LLM agents follow-up: exploration, RLHF, and more
How does autonomy of language models relate to data collection.
This article heavily follows Wednesday's post on LLM Agents. Again, more than two-thirds of this post is free, just with a conclusion under the paywall.
At some point, people will get a grip on how large language models (LLMs) interact with users and environments to generate new data. We are very far from that case. Right now, some feedback systems exist using large language models (LLMs), but the data flow and understanding are extremely lacking. The information flow primarily is tailored by people controlling behavior via prompts and other interconnects of LLMs with data sources (e.g. search engines or vector databases) not an understanding of feedback.
As the goals of these models become broader, the models will need to be let off the leash to see if they can solve more open-ended problems. The vision here, for LLM agents, has to be that the agent eventually can even try things that you're not sure it can do.
The drive for open-ended operation, in the search for ultimate capabilities, is implicit in the risks I view for these models. It is the countervailing force balancing the integration dead ends. The researchers will inevitably take the gloves off.
AI-safety arguments aside, so we assume some basic things need to be off-limits for the model (restricted to certain sites, constraints on the speed of action via built-in lag, and more), there is a huge open space here. In my article on hallucinations, where I began thinking about the potential risks of playing in this space:
Coming at LLMs from a robotics and decision-making background makes me feel duty-bound to have a distinction between hallucinations and exploration in data collection. I don’t. Hallucinating in relatively narrow-scoped sampling domains like robotic control seems beneficial and very similar to exploration methods. This does not necessarily scale when the actions are taken on the internet scale, or the mouse and keyboard input scale. If you give the model full access to the normal input-output tools humans use with computers, you really don't want them pressing random combinations of keys. This intuitively feels closer to the factual answers issue with hallucination, but not quite. I'm wondering if this intuitive gap is just because training practices on language data, rather than action data, are so much better defined.
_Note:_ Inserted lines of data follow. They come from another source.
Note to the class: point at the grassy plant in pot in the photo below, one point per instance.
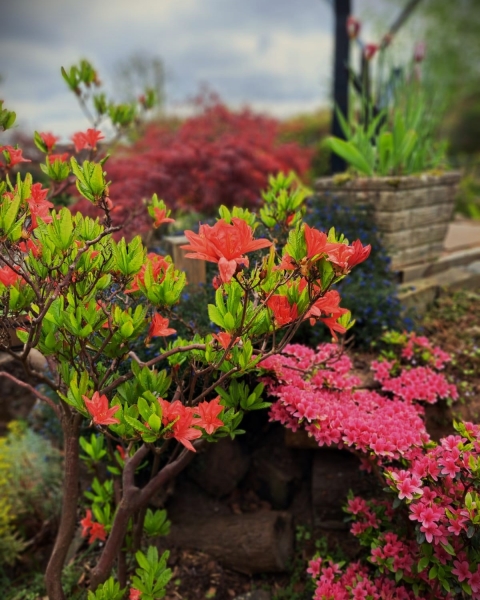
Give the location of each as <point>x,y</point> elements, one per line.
<point>398,171</point>
<point>396,165</point>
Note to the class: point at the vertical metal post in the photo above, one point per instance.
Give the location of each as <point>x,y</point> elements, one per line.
<point>340,75</point>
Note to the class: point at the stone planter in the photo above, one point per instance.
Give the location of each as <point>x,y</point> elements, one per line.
<point>412,213</point>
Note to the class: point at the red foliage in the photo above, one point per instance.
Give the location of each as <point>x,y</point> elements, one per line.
<point>216,157</point>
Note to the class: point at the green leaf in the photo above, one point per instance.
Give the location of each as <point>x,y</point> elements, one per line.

On the other hand, factual errors also can just seem similar to when a planning-based policy selects the wrong action. The model probably has all the information to know that Obama was inaugurated in 2009, but sometimes it'll sample wrong. In some domains, trying new things gives you insight into valuable new data. Interacting with users obsessed with information retrieval is not that type. I suspect that hallucinations are not talked about as much in real-world decision-making domains because the failures will be looped into other types of analysis: Was the value prediction wrong, were the predicted trajectories wrong, etc? Hallucinations in grounded domains may be easier to analyze than language!
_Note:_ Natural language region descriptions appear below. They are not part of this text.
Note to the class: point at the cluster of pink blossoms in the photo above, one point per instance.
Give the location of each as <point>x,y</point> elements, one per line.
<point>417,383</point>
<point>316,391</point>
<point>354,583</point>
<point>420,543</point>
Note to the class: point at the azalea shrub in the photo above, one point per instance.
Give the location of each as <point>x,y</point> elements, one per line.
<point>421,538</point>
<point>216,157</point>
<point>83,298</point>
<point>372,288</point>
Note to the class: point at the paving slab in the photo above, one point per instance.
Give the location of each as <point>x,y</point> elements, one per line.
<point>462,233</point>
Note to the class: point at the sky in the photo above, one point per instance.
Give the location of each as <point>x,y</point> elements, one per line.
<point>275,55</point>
The phase that I am at is coming up with those axes for failures in LLM agents. To do so effectively, we need to have a clearer conversation about the applications that LLMs will actually be useful for. With this, we need to be able to describe the ways that LLM agents can fail and the impacts of those failures. This two-horse dance may have been characterizable if models were static -- ie predicting if failure modes will occur across applications, which I think they will -- but as even the most popular models are changed without version control, we're flying in head first.
This will quickly become another area where the taxonomy used in the technical feed-driving techniques people are using is quickly divorced from the general discussion at hand. Exploration in the RL field is a fairly well-understood term. In the context of language models, exploration is almost never discussed. These systems were released to the world in a form where the scope of their use is defined narrowly, so changing that is intellectually tricky for most users to track.
In this vein, I'm not so worried about the technical constraints needed to do this, it just seems like enabling LLMs to take action is going to charge ahead into an even stranger discourse around these technologies.
Exploration and RLHF
As reinforcement learning from human feedback (RLHF) is nearly the table stakes these days for making a compelling chatbot, it's surprising that it isn't discussed more -- exploration is one of the core topics in the field of RL. Exploration is the idea of how an agent gathers new data to improve its policy. In RLHF, this exploration seems to be primarily handled in the training process, where the policy changes the data it encounters and how it will generate in the future. In everything I've seen, while the exploration vs. exploitation tradeoff can never be removed from the training of an RL algorithm (there are core hyperparameters that dictate that), the evaluations and training runs I've seen do not take the exploration framing.
At its core, exploration is required to gather new data to solve a task. With how RLHF is done today, which is primarily about extracting preference data from an aggregate reward model, this makes sense. RL in RLHF has a much more narrow framing than the intellectual foundations of RL would let on. RL research on exploration is around creating intrinsic rewards, optimizing information gain, skill learning / diversity, and more.
I suspect this gap is changing in experiments, where exploration is actively going to be used for completing tasks in addition to human preference labels. Then, giving your LLM the ability to act and optimize the full loop, seems crucial.